While a substantial body of evidence now confirms the negative effects of exposure to air pollution on children and working-age adults, research on how pollution affects older adults has been more limited. In Hazed and Confused: The Effect of Air Pollution on Dementia (NBER Working Paper No. 24970),
Kelly C. Bishop,
Jonathan D. Ketcham, and
Nicolai V. Kuminoff examine the impact of long-term exposure to air pollution on older adults, specifically the likelihood that they will suffer from dementia.
The researchers link Medicare records to Environmental Protection Agency (EPA) data on air quality to study how exposure to fine-particulate air pollution (PM 2.5) — a type of air pollution that medical researchers suspect may cause dementia — affects dementia rates. As a source of variation, the researchers rely on the fact that, in 2005, the EPA designated a number of US counties as being in violation of a federal standard on maximum PM 2.5 pollution levels. As a result of this designation, those counties — which were home to more than 25 percent of all Americans over the age of 65 – were required to take steps to remediate the pollution. Individuals living in the designated counties experienced a larger decline in average PM 2.5 exposure over the ensuing decade than those living in other counties.
The researchers find a significant relationship between fine-particulate pollution exposure and dementia rates, calculating that a “1 microgram-per-cubic-meter increase in average decadal exposure (9.1% of the mean) increases the probability of receiving a dementia diagnosis by 1.3 percentage points (6.7% of the mean).” The size of this effect is comparable to two-thirds of the additional risk of dementia incurred by a diagnosis of hypertension and one-third of the risk associated with diabetes.
Using their findings, the researchers estimate the health consequences of the EPA’s decision to regulate PM 2.5. They conclude that it reduced the number of dementia cases in the United States in 2013 by approximately 140,000.

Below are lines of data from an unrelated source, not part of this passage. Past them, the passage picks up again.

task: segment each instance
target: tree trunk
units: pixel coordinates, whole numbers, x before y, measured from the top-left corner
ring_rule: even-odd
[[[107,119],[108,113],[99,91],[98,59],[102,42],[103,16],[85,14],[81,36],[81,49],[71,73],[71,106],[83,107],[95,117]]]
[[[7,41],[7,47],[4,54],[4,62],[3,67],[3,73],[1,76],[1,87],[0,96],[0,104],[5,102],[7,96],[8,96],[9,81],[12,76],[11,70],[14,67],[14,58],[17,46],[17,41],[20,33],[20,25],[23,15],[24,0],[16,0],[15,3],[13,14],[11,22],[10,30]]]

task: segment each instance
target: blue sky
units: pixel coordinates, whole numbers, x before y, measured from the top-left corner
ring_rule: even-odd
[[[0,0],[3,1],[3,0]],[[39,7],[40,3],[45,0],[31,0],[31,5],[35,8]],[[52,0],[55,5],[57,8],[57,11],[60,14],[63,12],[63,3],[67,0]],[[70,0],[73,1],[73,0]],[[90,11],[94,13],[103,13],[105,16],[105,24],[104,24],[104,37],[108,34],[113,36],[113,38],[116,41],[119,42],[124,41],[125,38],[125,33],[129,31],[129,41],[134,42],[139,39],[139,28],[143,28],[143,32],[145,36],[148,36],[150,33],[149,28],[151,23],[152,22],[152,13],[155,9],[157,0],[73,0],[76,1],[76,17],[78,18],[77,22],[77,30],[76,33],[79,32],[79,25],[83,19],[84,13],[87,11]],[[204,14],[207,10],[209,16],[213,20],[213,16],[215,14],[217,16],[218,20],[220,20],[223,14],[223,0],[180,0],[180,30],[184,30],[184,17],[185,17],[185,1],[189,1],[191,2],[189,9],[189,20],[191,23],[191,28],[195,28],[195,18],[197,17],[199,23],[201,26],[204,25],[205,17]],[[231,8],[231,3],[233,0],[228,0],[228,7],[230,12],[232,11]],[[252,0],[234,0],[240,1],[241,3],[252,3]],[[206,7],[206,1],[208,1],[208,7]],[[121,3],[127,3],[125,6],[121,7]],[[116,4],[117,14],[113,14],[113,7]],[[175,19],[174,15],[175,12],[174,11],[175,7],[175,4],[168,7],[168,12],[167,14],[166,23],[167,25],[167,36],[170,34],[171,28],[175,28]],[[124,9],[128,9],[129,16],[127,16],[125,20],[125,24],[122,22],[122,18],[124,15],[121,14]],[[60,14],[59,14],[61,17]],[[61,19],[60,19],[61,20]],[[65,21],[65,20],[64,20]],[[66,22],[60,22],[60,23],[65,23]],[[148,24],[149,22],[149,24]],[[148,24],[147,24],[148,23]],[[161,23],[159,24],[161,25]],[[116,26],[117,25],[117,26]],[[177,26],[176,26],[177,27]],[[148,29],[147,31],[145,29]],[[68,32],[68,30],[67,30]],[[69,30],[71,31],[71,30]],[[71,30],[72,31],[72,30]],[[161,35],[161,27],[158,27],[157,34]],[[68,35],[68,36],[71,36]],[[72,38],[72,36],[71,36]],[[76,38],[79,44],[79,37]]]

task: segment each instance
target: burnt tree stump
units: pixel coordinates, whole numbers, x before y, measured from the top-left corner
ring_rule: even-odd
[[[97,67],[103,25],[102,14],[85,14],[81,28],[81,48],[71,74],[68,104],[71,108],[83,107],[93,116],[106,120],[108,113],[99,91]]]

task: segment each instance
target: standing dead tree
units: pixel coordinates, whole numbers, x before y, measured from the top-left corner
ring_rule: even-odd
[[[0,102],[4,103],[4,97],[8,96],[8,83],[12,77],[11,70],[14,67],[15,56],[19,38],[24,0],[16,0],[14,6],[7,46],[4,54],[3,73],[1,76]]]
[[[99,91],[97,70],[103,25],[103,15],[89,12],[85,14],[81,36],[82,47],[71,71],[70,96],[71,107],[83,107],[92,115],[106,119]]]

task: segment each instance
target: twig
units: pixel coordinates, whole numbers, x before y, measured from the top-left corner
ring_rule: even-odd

The researchers value this disease reduction using estimates of the economic value of longer, and higher-quality, life, and conclude that the reduction in dementia would be valued at over $150 billion. They point out that other potential benefits, such as decreased Medicare expenditures, reductions in hours of care provided by unpaid caregivers, and improved financial decision-making among older adults, are not considered in this calculation.
The EPA’s decision to regulate fine-particulate air pollution in 2005 reduced the number of dementia cases in the United States in 2013 by approximately 140,000.
Air quality regulations are likely to have equity implications. African-Americans and Hispanics, individuals living in low-income areas, and those with less education are more likely to receive a dementia diagnosis. The researchers observe that “differences in neighborhood air quality may contribute to these socioeconomic disparities in disease burden.”
The negative effects of fine-particulate air pollution persist below the current federal standard, which suggests that tighter regulation could produce meaningful reductions in the prevalence of dementia. The researchers conclude that their findings suggest that it may be appropriate to account for the benefits of reduced dementia in cost-benefit analyses of air quality regulation.